PUEBLO, Colo. — Last week, a satellite revealed that 59.7% of the country was covered with snow on Thursday. That’s the most snow cover in a single day so far this winter.
That total had dropped down to 48.7% by Saturday, but there is another big storm that could bring more snow deep into the southern part of the country this week.
Last winter, the highest nationwide snow cover reached a peak of 50.4% on Feb. 4.
The record for most single-day snow coverage is 73.2% which happened on Feb. 16, 2021. That was the polar vortex intrusion that blanketed Texas with ice and crippled the western power grid for days.
The sample size is small mostly because NOAA only started tracking this data in the fall of 2003.
The state of Colorado was nearly completely covered with snow as of Thursday, however percentages are not available by state.
All the snow visible on satellite also makes the spots that don’t have snow stick out a little more than they would in a normal year.
Like a spot that meteorologists call the 'Pueblo Snow Hole'. The one true banana belt in Colorado. The reason for this warmer and drier spot is a result of wind direction.

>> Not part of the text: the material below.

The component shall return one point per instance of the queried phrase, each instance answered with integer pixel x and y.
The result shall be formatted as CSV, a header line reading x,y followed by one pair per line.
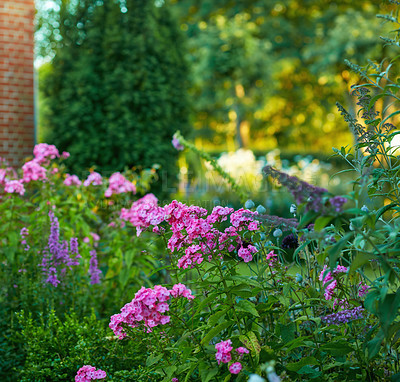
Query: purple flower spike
x,y
177,144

The National Weather Service (NWS) called it the Pueblo Precipitation Donut Hole in a recent Twitter thread because the hole is not just present during the winter months.
Stormy winds in Colorado usually come from the west, the north, and sometimes the south. Well, the Pueblo area is sheltered from those winds by higher terrain. That forces the air to sink into Pueblo instead of rise, and you need air to rise to get snow clouds.
To get good snow in Pueblo, there has to be a wind direction almost straight out of the east, which is the least common wind direction in Colorado.
The Grand Valley on the Western Slope of Colorado has a similar effect. The winds downslope from the north off of the Book Cliffs, from the east off the Grand Mesa, and from the south off the Colorado National Monument.
A westerly wind can bring some gentle upslope to the Grand Valley but because of its long east-west orientation, that upslope snow will often only impact the east end of the valley near Palisade.
The San Luis Valley also gets a lot of downslope from the surrounding terrain. It does have a little advantage with some higher elevations though.
The Montezuma Valley in southwest Colorado can get a lot of dry downsloping winds off of the San Juan mountain range.
The Denver area is in a great spot to benefit from almost every wind direction except west and northwest. East, North and northeast winds deliver a great upslope angle for big snow events.